Anthropic Reveals Multi-Agent System Details: Claude Replicates Human Collective Intelligence, Outperforms Single Opus by 90%!

The large model Agent race has reached new heights.

From software engineering to research assistance, from daily life to business decisions, an omnipotent AI agent seems to have become an indispensable path to AGI. Major giants have entered the fray, but most are still operating within the paradigm of single-agent intelligence.

However, today, Anthropic released a ten-thousand-word article, for the first time disclosing the design principles, architectural details, and engineering lessons of its internally developed Multi-agent Research System.

This system is precisely the hidden force behind the latest "research" capabilities of its flagship model, Claude.

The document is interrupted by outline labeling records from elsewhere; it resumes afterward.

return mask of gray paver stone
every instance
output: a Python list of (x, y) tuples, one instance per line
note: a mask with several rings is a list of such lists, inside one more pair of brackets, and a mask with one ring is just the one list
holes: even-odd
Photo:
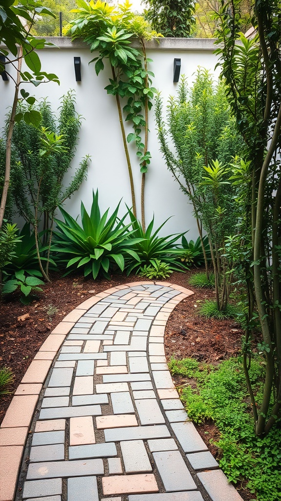
[(78, 417), (80, 416), (100, 416), (100, 405), (84, 405), (81, 407), (51, 407), (42, 409), (40, 419), (58, 419), (62, 417)]
[(230, 483), (222, 470), (210, 470), (198, 473), (212, 501), (242, 501), (236, 489)]
[(100, 395), (76, 395), (72, 397), (72, 405), (92, 405), (94, 404), (108, 404), (108, 397), (105, 393)]
[(120, 442), (121, 452), (126, 473), (152, 471), (148, 453), (142, 440)]
[(184, 409), (180, 409), (179, 410), (166, 411), (166, 414), (170, 423), (184, 421), (188, 419), (188, 416)]
[(68, 478), (68, 501), (98, 501), (96, 477)]
[(169, 430), (164, 424), (154, 426), (136, 426), (134, 428), (127, 427), (104, 430), (106, 442), (120, 442), (122, 440), (138, 439), (144, 440), (146, 438), (162, 438), (170, 436)]
[(161, 400), (163, 409), (165, 410), (174, 410), (183, 409), (184, 406), (179, 398), (168, 398)]
[(196, 484), (179, 450), (154, 452), (152, 455), (167, 492), (196, 489)]
[(62, 484), (61, 478), (52, 478), (50, 480), (37, 480), (26, 482), (24, 486), (22, 498), (37, 497), (38, 496), (51, 496), (62, 494)]
[[(54, 461), (48, 462), (32, 463), (28, 466), (26, 478), (54, 478), (64, 476), (84, 476), (102, 475), (104, 473), (102, 459), (83, 459), (82, 461)], [(44, 492), (44, 494), (46, 493)], [(37, 495), (37, 494), (36, 494)], [(28, 495), (30, 497), (30, 495)]]
[(140, 416), (140, 423), (144, 424), (160, 424), (165, 422), (158, 402), (156, 399), (135, 400), (136, 405)]
[(172, 423), (171, 426), (184, 452), (198, 452), (208, 448), (190, 421)]
[(94, 360), (79, 360), (77, 364), (76, 376), (94, 376)]
[(218, 463), (208, 450), (204, 452), (186, 454), (186, 457), (194, 469), (214, 469), (218, 468)]
[(198, 490), (192, 490), (189, 492), (137, 494), (136, 495), (132, 494), (128, 496), (128, 501), (204, 501)]
[(42, 409), (50, 407), (68, 407), (69, 403), (69, 397), (50, 397), (43, 398), (41, 406)]
[(134, 409), (128, 391), (112, 393), (111, 400), (114, 414), (128, 414), (134, 412)]
[(54, 445), (38, 445), (32, 447), (30, 454), (30, 461), (32, 463), (42, 461), (57, 461), (64, 459), (64, 444), (56, 443)]
[(48, 445), (49, 444), (64, 443), (64, 432), (39, 431), (34, 434), (32, 445)]
[(174, 438), (149, 440), (148, 443), (152, 452), (158, 452), (161, 450), (178, 450), (178, 445)]
[(116, 456), (114, 443), (96, 443), (90, 445), (74, 445), (69, 448), (70, 459), (80, 459), (88, 457), (110, 457)]
[[(71, 355), (66, 355), (71, 356)], [(63, 356), (62, 355), (62, 356)], [(60, 386), (70, 386), (73, 369), (72, 367), (64, 367), (62, 369), (54, 369), (49, 381), (49, 387)]]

The core data is even more astonishing: in a multi-agent system where Claude Opus serves as the "leader" and multiple Claude Sonnets serve as "subordinates," its performance on internal research evaluation benchmarks is 90.2% higher than that of the strongest single Claude Opus 4.

This is not just a quantitative change, but a qualitative leap.

The Anthropic team put forth a thought-provoking idea in the article: once intelligence reaches a certain threshold, multi-agent systems will become key to extending capabilities. Just as human society's exponential development over the past hundred thousand years has relied not on leaps in individual intelligence, but on the emergence of collective wisdom and collaborative abilities.

They frankly state that the essence of this system is to "replicate" the collective intelligence of human society through architectural design.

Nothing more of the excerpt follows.